Conditionals & Indefinite loops

Dijkstra teaches us that in order to reach Structured Programming enlightenment we need:

“sequence”: group sequences of code so that they act like and single statement
“selection”: decide whether to execute a block based on the state of the program
“iteration”: a block can be executed repeatedly until the
program reaches a certain state.

We are all over “sequence”, but a bit lacking in “selection” and “iteration”: this sprint will start to address those shortcomings!

We kick off with a /bmad-bmm-create-story 3.3 and review the story document. The plan is to implement:

IF/THEN: basic conditional
IF/ELSE/THEN: alternating conditional
BEGIN/UNTIL: basic indefinite loop
BEGIN/WHILE/REPEAT: variation on our basic indefinite loop
nested conditional statements
error checking: these are all IMMEDIATE words so they can only be used in compile mode, not interpret mode

Implementation and code review proceed without drama. Let’s look at what we have.

control_flow.asm

In this file we have IF, ELSE and THEN:

IF / THEN / ELSE

IF implementation

IF is an immediate word DEFIMMED "IF": it’s used at compile time to help compile a new word, but it executes its own definition right then and there. So the DW instructions you see here aren’t being compiled into the new word, they are being executed at compile time.
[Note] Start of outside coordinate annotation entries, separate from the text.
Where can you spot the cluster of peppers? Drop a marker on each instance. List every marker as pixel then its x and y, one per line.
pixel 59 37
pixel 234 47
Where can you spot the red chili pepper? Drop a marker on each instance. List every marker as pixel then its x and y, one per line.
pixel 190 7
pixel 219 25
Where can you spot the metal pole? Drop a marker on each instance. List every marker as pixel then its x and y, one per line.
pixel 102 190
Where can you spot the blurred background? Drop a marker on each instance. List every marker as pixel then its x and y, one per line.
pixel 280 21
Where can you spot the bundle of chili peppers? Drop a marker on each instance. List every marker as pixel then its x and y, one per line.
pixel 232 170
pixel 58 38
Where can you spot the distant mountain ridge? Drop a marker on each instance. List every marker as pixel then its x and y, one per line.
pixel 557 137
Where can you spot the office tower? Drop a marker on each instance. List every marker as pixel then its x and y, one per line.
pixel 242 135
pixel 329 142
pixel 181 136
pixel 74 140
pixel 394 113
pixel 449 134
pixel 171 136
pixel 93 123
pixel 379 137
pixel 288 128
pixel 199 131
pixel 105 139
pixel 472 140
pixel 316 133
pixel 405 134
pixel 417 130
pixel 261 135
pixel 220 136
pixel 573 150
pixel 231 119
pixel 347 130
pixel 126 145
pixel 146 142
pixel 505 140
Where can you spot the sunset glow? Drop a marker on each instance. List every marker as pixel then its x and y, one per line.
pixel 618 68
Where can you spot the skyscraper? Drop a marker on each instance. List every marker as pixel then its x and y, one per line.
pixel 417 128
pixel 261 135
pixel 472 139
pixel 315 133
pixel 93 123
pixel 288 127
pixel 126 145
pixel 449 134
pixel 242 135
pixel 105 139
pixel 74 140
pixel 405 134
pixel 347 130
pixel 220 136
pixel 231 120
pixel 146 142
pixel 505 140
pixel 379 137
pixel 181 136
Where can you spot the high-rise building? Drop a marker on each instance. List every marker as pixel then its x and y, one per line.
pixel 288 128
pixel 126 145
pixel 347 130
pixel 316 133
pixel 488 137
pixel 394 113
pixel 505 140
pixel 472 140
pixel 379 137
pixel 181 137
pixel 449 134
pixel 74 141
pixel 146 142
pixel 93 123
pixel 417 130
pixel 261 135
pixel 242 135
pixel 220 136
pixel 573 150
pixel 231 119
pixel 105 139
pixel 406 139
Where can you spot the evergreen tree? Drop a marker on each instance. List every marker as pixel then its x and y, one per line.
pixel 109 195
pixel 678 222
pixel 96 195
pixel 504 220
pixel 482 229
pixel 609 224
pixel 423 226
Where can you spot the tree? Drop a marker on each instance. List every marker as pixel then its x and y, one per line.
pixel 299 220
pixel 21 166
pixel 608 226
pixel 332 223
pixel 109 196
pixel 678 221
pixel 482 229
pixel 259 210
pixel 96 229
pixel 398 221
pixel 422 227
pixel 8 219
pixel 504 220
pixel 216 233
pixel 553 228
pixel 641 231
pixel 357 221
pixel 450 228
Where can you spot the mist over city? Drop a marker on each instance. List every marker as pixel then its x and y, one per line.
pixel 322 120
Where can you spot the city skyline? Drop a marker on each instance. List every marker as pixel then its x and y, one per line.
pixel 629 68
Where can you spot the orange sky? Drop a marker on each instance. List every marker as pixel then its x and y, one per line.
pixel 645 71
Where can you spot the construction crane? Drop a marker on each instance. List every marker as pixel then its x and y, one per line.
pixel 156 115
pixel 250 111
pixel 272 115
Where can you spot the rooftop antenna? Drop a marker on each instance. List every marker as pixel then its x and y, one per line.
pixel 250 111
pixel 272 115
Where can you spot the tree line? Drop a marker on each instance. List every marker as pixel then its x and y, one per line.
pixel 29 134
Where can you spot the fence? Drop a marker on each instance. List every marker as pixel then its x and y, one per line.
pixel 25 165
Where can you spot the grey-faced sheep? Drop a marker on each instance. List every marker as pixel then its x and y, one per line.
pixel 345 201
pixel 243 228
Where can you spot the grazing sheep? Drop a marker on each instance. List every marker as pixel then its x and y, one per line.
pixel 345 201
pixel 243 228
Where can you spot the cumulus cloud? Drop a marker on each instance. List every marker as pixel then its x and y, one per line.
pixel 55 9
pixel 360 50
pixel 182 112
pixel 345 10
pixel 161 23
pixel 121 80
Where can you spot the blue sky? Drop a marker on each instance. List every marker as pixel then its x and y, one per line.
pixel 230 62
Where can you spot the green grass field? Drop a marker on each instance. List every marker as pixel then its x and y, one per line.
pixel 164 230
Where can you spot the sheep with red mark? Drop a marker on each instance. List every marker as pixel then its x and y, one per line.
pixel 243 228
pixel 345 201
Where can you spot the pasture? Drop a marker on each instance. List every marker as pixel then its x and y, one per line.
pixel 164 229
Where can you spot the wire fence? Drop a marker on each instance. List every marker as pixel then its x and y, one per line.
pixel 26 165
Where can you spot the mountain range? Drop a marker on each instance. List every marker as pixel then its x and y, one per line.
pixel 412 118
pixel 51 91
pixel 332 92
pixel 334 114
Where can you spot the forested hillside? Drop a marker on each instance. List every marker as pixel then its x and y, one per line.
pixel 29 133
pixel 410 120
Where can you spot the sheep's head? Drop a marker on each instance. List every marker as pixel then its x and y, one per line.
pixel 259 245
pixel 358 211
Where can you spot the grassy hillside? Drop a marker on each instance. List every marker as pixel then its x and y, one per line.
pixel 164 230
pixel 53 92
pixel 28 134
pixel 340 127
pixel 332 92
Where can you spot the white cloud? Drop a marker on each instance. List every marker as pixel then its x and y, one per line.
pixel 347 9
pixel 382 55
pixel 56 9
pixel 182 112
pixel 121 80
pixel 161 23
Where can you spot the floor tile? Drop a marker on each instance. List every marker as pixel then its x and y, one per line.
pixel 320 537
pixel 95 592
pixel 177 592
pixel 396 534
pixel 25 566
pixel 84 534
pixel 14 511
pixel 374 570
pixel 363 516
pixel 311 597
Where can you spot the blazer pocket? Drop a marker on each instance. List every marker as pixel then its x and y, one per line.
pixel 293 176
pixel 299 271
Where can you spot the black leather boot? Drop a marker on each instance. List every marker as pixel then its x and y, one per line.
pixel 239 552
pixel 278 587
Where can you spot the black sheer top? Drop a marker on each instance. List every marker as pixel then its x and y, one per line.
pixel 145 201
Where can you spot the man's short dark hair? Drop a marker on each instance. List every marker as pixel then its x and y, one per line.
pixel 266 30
Here’s the dilemna that IF faces:

IF dilemna

When Forth is compiling a word and it hits an IF then if the value in TOS is TRUE the execution path is obvious: execute the following word. BUT if the value in TOS is FALSE, Forth needs to jump forward to after the THEN, but the position of the THEN depends on the number of words in Words..., and while the interpreter’s sat looking at the IF it doesn’t yet have any idea how big a jump that is.

This is also the reason why you can only use branching words in compile mode and not in interpret mode.

So it does something sneaky: it pushes a placeholder value of zero, pushes the address of that placeholder on to the parameter stack, and leaves it to THEN to alter (“patch” as Forthfolk like to call it) the placeholder, because THEN knows where the falsey code is.

So the code above does this: IF pushes the address of ?BRANCH onto the parameter stack with LIT, then uses COMMA to compile it into HERE. Then it calls the HERE word to get the next free compile slot in TOS. Then it compiles a literal 0 placeholder with w_LIT_cf, 0 - this placeholder will be rewritten (“patched”) later, and the address left in TOS tells that later entity where to patch.

A quick recap on a couple of important words:

LIT: takes the next value in the thread and pushes it into TOS
?BRANCH: takes the next value in the thread, treats it as an offset and if the value in TOS is FALSE it adds it to the current IP.
BRANCH: takes the next value in the thread, treats it as an offset and adds it to the current IP unconditionally.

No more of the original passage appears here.